Dès le départ, le directeur général par intérim de la Ville, Stéphane Larivée, a affirmé être bien conscient des problèmes de mauvaises odeurs dans Urbanova et a expliqué les raisons pour lesquelles elles persistent. Il a d’abord identifié les sources des odeurs en commençant par la station d’épuration La Pinière. Il a ensuite mentionné le secteur industriel et, à moindre échelle, l’usine d’épuration de Laval située à proximité, ainsi que les marais et eaux stagnantes.

« Les polluants à l’entrée [de la station d’épuration] sont égaux ou supérieurs à sa capacité. Quand certaines entreprises sont délinquantes, c’est là qu’on dépasse la capacité. Elles nous amènent des pointes importantes de charges polluantes. Le contrôle est plus difficile dans ces cas », justifie Stéphane Larivée. Ce dernier a expliqué que malgré tout, l’usine satisfait ses normes de rejets, même si elle utilise une technologie qui est dépassée, quoique fiable.    

Nouvelle usine

Le directeur général par intérim a détaillé d’où viennent les mauvaises odeurs. Elles sont causées, par exemple, par la décomposition de matières organiques qui produisent un gaz amplifié par des phénomènes comme les canicules, les pluies moins abondantes et le temps de séjour excessif des eaux usées dans les conduites sous pression.
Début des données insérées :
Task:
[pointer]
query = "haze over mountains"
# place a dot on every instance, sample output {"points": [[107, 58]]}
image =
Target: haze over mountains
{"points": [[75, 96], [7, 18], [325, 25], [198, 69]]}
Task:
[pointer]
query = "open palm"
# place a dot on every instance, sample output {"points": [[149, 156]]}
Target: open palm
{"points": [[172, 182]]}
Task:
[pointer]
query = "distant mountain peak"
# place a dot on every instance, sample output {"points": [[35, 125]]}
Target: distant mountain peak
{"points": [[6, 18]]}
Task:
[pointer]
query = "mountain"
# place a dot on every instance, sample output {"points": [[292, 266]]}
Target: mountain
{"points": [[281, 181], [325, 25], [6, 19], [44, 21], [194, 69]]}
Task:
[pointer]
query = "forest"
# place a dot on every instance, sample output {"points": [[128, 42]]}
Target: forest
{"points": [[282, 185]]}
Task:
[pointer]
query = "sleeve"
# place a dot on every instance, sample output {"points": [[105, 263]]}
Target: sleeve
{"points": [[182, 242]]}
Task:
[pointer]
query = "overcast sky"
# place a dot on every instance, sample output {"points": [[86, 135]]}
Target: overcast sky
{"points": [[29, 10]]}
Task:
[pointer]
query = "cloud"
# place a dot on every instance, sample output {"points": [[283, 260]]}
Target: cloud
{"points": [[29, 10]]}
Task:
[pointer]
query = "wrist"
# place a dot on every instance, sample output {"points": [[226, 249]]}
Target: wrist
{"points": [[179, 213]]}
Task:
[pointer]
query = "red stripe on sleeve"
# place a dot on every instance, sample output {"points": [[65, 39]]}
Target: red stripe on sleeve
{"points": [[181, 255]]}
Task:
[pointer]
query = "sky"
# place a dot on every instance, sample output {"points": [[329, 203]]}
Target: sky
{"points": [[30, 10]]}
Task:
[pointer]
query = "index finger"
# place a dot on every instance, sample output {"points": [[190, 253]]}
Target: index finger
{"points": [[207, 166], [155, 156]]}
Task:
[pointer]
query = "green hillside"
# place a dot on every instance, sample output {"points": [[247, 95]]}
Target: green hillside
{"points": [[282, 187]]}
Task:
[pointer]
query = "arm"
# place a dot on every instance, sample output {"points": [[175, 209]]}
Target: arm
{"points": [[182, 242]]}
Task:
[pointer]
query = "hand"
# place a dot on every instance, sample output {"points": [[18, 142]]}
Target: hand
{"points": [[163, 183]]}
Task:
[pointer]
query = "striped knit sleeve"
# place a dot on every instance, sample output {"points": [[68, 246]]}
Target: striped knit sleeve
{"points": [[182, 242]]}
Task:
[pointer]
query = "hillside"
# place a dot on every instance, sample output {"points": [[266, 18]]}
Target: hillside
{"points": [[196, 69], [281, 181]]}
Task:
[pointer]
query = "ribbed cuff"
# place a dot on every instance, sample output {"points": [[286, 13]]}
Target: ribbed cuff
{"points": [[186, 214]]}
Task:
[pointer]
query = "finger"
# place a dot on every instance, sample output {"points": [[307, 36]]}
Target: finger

M. Larivée a expliqué également les différentes mesures de contrôle mises en place afin d’atténuer le problème des odeurs.

Toutefois, la clé, c’est la nouvelle usine qui sera construite et dont la mise en service est prévue pour 2023. « Elle aura une capacité double de l’actuelle usine, soit 70 000 mètres cubes au lieu de 35 000 », a révélé M. Larivée.

Existe-t-il des solutions en attendant? « Nous ajouterons une soufflante (aérateur) dans l’eau et nous allons montrer les dents envers les entreprises qui ne respecteront pas les règles en émettant des constats d’infraction accompagnés d’amendes. D’ailleurs, nous avons une personne-ressource expressément désignée pour s’assurer que les règles soient respectées », a affirmé le directeur général par intérim.

Néanmoins, même lorsque les usines d’épuration sont fiables et modernes, a pris la peine de préciser Stéphane Larivée, le risque d’odeurs reste réel. Elles sont peut-être moins persistantes, présentes à un moindre degré, mais le risque demeure.